Yo, okay, so I’ve been pretty absent because I experienced some serious burnout when it came to writing about games and such. My heart wasn’t in it–the atmosphere around the games writing community at the time was something akin to inhaling secondhand smoke.
Anyway, I’ve decided to relaunch my site with some thoughts on the movie Mad Max: Fury Road.
I should clarify that I haven’t seen the previous three (though I’m gettin’ right on that). But holy hell was Fury Road a good movie. Frustratingly good, in the best and worst ways. See, it’s with a dash of cynicism that I have to say there probably won’t be anything that comes close to Fury Road in terms of execution for a while.
It’s stylish, vibrant, unreal to emphasize depravity and survival.

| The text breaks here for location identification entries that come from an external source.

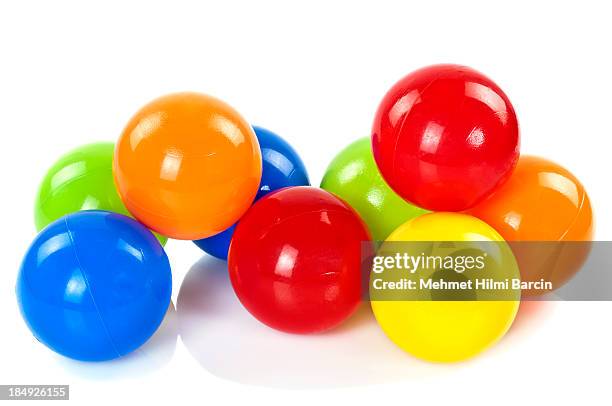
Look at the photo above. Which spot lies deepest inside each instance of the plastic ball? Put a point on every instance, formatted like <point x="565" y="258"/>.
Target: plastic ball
<point x="94" y="285"/>
<point x="187" y="166"/>
<point x="354" y="177"/>
<point x="295" y="260"/>
<point x="82" y="179"/>
<point x="446" y="331"/>
<point x="282" y="167"/>
<point x="444" y="137"/>
<point x="547" y="212"/>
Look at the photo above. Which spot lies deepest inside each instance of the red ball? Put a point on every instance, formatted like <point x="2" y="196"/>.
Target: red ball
<point x="294" y="260"/>
<point x="444" y="137"/>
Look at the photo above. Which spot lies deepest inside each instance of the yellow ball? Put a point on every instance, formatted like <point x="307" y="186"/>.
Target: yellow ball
<point x="448" y="331"/>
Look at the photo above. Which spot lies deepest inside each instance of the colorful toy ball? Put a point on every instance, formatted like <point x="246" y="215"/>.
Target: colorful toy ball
<point x="446" y="331"/>
<point x="354" y="177"/>
<point x="187" y="166"/>
<point x="82" y="179"/>
<point x="94" y="285"/>
<point x="282" y="167"/>
<point x="294" y="260"/>
<point x="542" y="203"/>
<point x="444" y="137"/>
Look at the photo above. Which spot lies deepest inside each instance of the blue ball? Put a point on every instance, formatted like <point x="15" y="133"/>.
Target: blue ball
<point x="282" y="167"/>
<point x="94" y="285"/>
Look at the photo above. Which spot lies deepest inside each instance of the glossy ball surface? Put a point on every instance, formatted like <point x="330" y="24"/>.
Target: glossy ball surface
<point x="294" y="261"/>
<point x="445" y="331"/>
<point x="444" y="137"/>
<point x="82" y="179"/>
<point x="542" y="201"/>
<point x="546" y="206"/>
<point x="282" y="167"/>
<point x="354" y="177"/>
<point x="94" y="285"/>
<point x="187" y="166"/>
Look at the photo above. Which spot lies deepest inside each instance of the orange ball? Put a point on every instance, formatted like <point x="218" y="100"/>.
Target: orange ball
<point x="545" y="214"/>
<point x="187" y="166"/>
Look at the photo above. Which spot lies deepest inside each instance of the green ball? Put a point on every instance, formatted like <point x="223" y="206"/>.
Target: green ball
<point x="354" y="177"/>
<point x="82" y="179"/>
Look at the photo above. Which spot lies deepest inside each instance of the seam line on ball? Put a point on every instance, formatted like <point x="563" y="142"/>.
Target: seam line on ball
<point x="76" y="256"/>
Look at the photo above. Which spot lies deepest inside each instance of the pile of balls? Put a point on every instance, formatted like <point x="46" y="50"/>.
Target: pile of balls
<point x="442" y="164"/>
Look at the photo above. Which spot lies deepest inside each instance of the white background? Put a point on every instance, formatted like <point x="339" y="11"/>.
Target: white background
<point x="72" y="73"/>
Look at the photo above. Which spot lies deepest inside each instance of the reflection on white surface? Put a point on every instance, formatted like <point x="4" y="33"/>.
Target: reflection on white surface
<point x="154" y="354"/>
<point x="227" y="341"/>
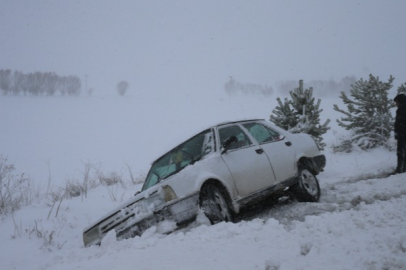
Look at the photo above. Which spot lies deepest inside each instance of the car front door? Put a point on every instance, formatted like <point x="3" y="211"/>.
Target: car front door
<point x="247" y="162"/>
<point x="279" y="150"/>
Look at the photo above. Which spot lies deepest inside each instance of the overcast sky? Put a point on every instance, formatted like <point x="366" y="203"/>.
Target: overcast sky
<point x="169" y="45"/>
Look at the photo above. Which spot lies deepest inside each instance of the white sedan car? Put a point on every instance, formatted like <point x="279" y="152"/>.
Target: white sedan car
<point x="217" y="171"/>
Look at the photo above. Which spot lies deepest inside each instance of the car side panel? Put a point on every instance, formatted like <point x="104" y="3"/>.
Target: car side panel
<point x="190" y="179"/>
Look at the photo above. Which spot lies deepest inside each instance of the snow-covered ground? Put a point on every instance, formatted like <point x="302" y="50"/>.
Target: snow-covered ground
<point x="359" y="223"/>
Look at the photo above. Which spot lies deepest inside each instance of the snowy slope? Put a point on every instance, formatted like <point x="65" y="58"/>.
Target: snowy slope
<point x="359" y="223"/>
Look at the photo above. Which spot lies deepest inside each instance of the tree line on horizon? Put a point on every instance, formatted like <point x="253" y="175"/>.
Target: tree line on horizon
<point x="368" y="118"/>
<point x="38" y="83"/>
<point x="323" y="88"/>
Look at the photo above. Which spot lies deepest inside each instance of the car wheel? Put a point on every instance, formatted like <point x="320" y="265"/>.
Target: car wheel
<point x="214" y="204"/>
<point x="308" y="188"/>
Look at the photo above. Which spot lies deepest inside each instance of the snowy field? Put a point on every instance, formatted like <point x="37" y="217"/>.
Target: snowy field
<point x="359" y="223"/>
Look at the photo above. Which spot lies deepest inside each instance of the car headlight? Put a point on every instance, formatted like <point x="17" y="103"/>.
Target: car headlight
<point x="91" y="236"/>
<point x="169" y="194"/>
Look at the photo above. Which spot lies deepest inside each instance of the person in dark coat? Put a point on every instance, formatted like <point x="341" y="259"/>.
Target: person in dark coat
<point x="400" y="132"/>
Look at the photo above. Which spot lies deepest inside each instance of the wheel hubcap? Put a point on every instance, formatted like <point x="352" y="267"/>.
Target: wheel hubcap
<point x="222" y="206"/>
<point x="309" y="182"/>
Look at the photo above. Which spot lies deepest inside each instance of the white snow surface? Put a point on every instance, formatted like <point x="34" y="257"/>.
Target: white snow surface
<point x="359" y="223"/>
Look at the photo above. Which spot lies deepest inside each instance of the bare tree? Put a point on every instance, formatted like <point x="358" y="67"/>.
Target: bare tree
<point x="5" y="80"/>
<point x="50" y="83"/>
<point x="73" y="85"/>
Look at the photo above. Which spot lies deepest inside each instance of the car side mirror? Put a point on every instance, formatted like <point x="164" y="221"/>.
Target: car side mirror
<point x="228" y="142"/>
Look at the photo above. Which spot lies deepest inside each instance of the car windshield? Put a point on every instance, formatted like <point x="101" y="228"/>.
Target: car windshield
<point x="185" y="154"/>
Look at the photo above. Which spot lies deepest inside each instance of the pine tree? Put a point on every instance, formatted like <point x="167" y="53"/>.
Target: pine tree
<point x="368" y="116"/>
<point x="304" y="117"/>
<point x="402" y="89"/>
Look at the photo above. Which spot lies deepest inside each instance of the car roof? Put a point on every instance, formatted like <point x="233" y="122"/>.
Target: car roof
<point x="235" y="122"/>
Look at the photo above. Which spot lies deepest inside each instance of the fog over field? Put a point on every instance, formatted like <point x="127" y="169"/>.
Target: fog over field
<point x="177" y="57"/>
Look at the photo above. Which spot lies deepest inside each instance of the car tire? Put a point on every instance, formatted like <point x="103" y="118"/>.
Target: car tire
<point x="308" y="188"/>
<point x="214" y="204"/>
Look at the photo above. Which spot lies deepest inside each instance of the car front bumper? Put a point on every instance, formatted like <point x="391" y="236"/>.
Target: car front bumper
<point x="131" y="222"/>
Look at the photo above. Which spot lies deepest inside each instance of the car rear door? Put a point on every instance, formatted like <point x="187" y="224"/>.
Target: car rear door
<point x="279" y="149"/>
<point x="247" y="162"/>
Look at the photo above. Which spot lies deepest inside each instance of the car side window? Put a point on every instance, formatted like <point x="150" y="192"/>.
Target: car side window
<point x="261" y="133"/>
<point x="175" y="160"/>
<point x="242" y="138"/>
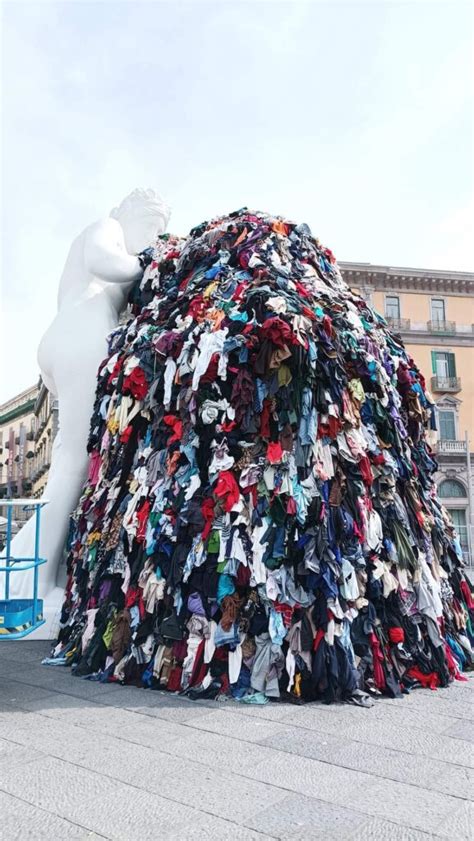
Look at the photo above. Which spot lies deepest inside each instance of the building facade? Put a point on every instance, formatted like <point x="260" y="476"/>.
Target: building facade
<point x="46" y="427"/>
<point x="433" y="311"/>
<point x="28" y="426"/>
<point x="17" y="446"/>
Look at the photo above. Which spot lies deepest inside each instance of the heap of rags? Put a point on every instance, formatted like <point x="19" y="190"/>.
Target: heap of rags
<point x="260" y="518"/>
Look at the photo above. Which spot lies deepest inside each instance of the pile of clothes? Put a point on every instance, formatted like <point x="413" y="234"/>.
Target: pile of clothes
<point x="260" y="519"/>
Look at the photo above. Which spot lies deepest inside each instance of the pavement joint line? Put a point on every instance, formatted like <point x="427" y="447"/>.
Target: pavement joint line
<point x="253" y="779"/>
<point x="236" y="709"/>
<point x="149" y="791"/>
<point x="367" y="815"/>
<point x="55" y="815"/>
<point x="239" y="711"/>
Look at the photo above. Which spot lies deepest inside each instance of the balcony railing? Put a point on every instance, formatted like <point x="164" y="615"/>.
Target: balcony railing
<point x="442" y="327"/>
<point x="445" y="384"/>
<point x="451" y="446"/>
<point x="399" y="324"/>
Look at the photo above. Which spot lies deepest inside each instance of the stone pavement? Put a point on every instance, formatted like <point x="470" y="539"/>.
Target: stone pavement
<point x="81" y="760"/>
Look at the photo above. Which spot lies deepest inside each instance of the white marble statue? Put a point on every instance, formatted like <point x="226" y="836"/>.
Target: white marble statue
<point x="100" y="270"/>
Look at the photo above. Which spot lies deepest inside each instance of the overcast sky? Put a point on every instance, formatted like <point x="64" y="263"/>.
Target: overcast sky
<point x="354" y="117"/>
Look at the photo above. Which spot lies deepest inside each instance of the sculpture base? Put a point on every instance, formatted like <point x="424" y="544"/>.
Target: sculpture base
<point x="52" y="604"/>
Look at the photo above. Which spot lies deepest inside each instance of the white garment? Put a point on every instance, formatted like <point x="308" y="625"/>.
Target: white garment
<point x="209" y="344"/>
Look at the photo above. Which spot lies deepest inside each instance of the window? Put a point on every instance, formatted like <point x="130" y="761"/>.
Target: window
<point x="458" y="516"/>
<point x="443" y="363"/>
<point x="447" y="425"/>
<point x="392" y="306"/>
<point x="438" y="313"/>
<point x="451" y="488"/>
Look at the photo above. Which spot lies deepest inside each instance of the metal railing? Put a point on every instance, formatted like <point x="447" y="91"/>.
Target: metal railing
<point x="445" y="383"/>
<point x="445" y="327"/>
<point x="400" y="324"/>
<point x="19" y="617"/>
<point x="452" y="447"/>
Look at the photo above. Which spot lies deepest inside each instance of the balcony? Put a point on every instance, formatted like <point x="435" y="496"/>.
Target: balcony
<point x="452" y="384"/>
<point x="400" y="325"/>
<point x="442" y="328"/>
<point x="451" y="447"/>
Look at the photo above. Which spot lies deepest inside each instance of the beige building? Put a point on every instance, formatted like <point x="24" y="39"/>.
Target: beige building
<point x="46" y="427"/>
<point x="28" y="426"/>
<point x="17" y="432"/>
<point x="434" y="313"/>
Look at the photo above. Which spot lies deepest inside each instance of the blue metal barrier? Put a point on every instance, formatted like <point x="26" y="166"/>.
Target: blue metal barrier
<point x="19" y="617"/>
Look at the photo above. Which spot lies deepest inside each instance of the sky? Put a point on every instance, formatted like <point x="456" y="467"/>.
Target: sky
<point x="356" y="118"/>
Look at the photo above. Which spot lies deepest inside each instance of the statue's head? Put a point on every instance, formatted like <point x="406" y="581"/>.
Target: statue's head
<point x="143" y="215"/>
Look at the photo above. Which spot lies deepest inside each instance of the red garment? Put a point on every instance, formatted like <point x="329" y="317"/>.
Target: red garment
<point x="277" y="330"/>
<point x="199" y="666"/>
<point x="377" y="656"/>
<point x="210" y="376"/>
<point x="124" y="438"/>
<point x="177" y="427"/>
<point x="94" y="467"/>
<point x="227" y="490"/>
<point x="396" y="635"/>
<point x="207" y="509"/>
<point x="467" y="595"/>
<point x="453" y="667"/>
<point x="364" y="467"/>
<point x="142" y="517"/>
<point x="265" y="419"/>
<point x="291" y="506"/>
<point x="115" y="371"/>
<point x="286" y="611"/>
<point x="430" y="681"/>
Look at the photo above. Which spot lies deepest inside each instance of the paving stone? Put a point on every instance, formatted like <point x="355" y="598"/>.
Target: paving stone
<point x="459" y="824"/>
<point x="300" y="818"/>
<point x="416" y="770"/>
<point x="230" y="723"/>
<point x="22" y="822"/>
<point x="12" y="754"/>
<point x="95" y="761"/>
<point x="308" y="743"/>
<point x="461" y="730"/>
<point x="404" y="804"/>
<point x="375" y="829"/>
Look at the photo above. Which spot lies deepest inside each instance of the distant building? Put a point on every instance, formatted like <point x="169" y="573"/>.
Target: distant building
<point x="46" y="427"/>
<point x="434" y="313"/>
<point x="17" y="432"/>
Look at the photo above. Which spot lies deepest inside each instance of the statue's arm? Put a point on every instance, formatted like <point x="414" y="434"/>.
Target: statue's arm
<point x="105" y="254"/>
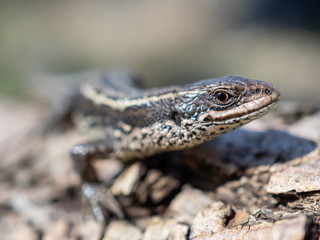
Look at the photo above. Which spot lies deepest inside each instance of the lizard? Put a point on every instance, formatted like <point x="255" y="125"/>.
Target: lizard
<point x="126" y="122"/>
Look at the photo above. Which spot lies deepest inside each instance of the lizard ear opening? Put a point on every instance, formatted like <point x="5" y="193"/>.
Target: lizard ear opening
<point x="175" y="117"/>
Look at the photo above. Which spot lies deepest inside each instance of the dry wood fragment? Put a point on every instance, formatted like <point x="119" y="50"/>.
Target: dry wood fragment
<point x="122" y="230"/>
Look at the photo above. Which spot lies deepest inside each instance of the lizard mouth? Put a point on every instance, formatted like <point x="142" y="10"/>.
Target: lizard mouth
<point x="245" y="112"/>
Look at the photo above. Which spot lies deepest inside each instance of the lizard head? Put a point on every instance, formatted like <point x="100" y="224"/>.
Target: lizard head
<point x="215" y="106"/>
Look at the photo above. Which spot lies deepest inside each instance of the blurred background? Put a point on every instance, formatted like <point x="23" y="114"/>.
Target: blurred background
<point x="166" y="41"/>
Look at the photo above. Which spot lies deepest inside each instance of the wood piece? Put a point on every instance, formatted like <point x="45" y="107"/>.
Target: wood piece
<point x="122" y="230"/>
<point x="298" y="179"/>
<point x="186" y="205"/>
<point x="163" y="229"/>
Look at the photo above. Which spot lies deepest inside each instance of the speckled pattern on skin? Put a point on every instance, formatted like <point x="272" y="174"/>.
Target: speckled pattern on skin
<point x="128" y="123"/>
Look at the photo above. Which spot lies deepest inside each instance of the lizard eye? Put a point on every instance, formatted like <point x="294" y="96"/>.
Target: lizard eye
<point x="221" y="96"/>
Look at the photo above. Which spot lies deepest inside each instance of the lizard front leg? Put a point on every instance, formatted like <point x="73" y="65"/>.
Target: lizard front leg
<point x="99" y="197"/>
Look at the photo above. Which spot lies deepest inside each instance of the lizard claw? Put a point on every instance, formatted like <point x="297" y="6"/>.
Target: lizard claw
<point x="102" y="202"/>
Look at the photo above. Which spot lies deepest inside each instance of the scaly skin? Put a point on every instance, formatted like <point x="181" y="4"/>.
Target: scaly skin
<point x="129" y="123"/>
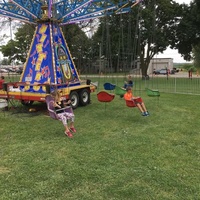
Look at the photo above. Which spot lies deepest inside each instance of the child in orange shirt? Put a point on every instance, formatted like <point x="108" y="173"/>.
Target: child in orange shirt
<point x="138" y="101"/>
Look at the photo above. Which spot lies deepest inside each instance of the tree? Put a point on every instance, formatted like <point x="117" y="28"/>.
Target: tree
<point x="146" y="31"/>
<point x="187" y="34"/>
<point x="17" y="49"/>
<point x="78" y="44"/>
<point x="196" y="56"/>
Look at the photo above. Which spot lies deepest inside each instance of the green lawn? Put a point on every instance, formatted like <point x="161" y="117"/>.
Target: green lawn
<point x="116" y="153"/>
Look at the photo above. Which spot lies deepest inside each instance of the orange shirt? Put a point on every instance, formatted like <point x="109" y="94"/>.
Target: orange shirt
<point x="128" y="96"/>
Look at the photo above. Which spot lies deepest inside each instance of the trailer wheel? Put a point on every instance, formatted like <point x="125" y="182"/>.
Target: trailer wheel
<point x="74" y="99"/>
<point x="26" y="103"/>
<point x="84" y="97"/>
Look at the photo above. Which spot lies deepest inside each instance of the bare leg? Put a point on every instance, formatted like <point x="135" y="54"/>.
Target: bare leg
<point x="140" y="107"/>
<point x="143" y="107"/>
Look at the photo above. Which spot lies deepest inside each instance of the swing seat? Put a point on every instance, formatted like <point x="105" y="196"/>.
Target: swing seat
<point x="103" y="96"/>
<point x="152" y="93"/>
<point x="130" y="103"/>
<point x="119" y="91"/>
<point x="49" y="101"/>
<point x="109" y="86"/>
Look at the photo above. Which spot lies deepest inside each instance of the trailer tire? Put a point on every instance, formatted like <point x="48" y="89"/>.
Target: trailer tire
<point x="26" y="103"/>
<point x="74" y="99"/>
<point x="84" y="97"/>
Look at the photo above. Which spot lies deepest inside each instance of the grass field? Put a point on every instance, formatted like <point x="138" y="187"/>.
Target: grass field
<point x="116" y="153"/>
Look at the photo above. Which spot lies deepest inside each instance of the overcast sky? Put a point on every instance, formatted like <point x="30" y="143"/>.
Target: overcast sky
<point x="171" y="53"/>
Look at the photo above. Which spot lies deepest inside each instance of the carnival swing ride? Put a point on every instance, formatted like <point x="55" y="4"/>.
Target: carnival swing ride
<point x="49" y="64"/>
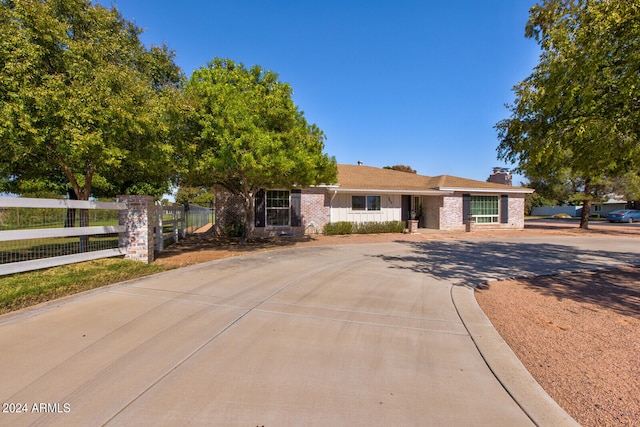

For once, the boatloads of blues and oranges actually function–most stuff today will use these colour filters and pretty much ruin a movie visually. Every film now looks like the godawful low-budget horror flicks you find while trawling through Netflix. Oh boy, another zombie/vampire/whatever movie awash in in grey blues, sickly greens, and acid oranges that only work to make this the most boring thing to have to look at with my poor, abused eyes.
But colour is used in Mad Max skillfully, to set tone and atmosphere, and there ends my spiel about something really basic that I’m super sick of.
Also: great practical effects make for the best two hour car chase in movies. Old ladies doing their own stunts! Explosions that are actually cool! Downright amazing costume design! It’s all so ridiculous, but measured, the work of veterans, and it’s so much fun.
Mad Max remembers what makes action movies great, and that’s not action all the time, never ending, never giving you a moment to breath to actually absorb what the heck just occurred, to really chew the cud of that fight or car crash or whatnot. Rather, it builds tension, anticipation, it gives the characters and audience the space to explore themselves, and there might not be MUCH there, but there’s something, and it holds emotional weight–its substantive when it could’ve very easily been empty calories.
It’s just really satisfying, being able to sit for two hours watching a car chase and somehow be totally enthralled. Like, is this for real? Am I doing this and loving it? These are the same things I asked myself while playing Wolfenstein: The New Order. How did I manage fifteen some-odd hours killing Nazis and not be bored out of my skull? Did I forget how Liking Things felt?
Maybe it’s because for once, characters felt like people, women were treated as people (honestly, the bare minimum, so applauding anything that achieves this is a double-edged sword), and waves of lore obviously waiting for you to construct a whole wikia subdomain out of them are nowhere to be seen.
Don’t misunderstand, there’s a huge world under the hood there. There’s tons to see in the wasteland. The worldbuilding is respectable and impressive. But Mad Max gives you only what you need, enough to make its premise work, and a respect for audience that gives us room to figure the pieces together to our satisfaction and on our terms.
And this is what makes Fury Road frustrating in a way, because hey, it is good. It’s excellent even. Yet it’s even moreso in light of how bad so much stuff is. Marvel’s dumbfuck superheroes are the biggest movie franchises right now and I’m still like, crying a bit inside with amazement that I was able to actually sit through the entirety of Guardians of the Galaxy, let alone like it.
Mad Max: Fury Road should be a lesson to filmmakers and movie studios, and even with Jurassic World on the horizon, I’ll probably go back to ignoring basically every movie that comes out for the rest of the year because I’m too busy fuming at how good this one is.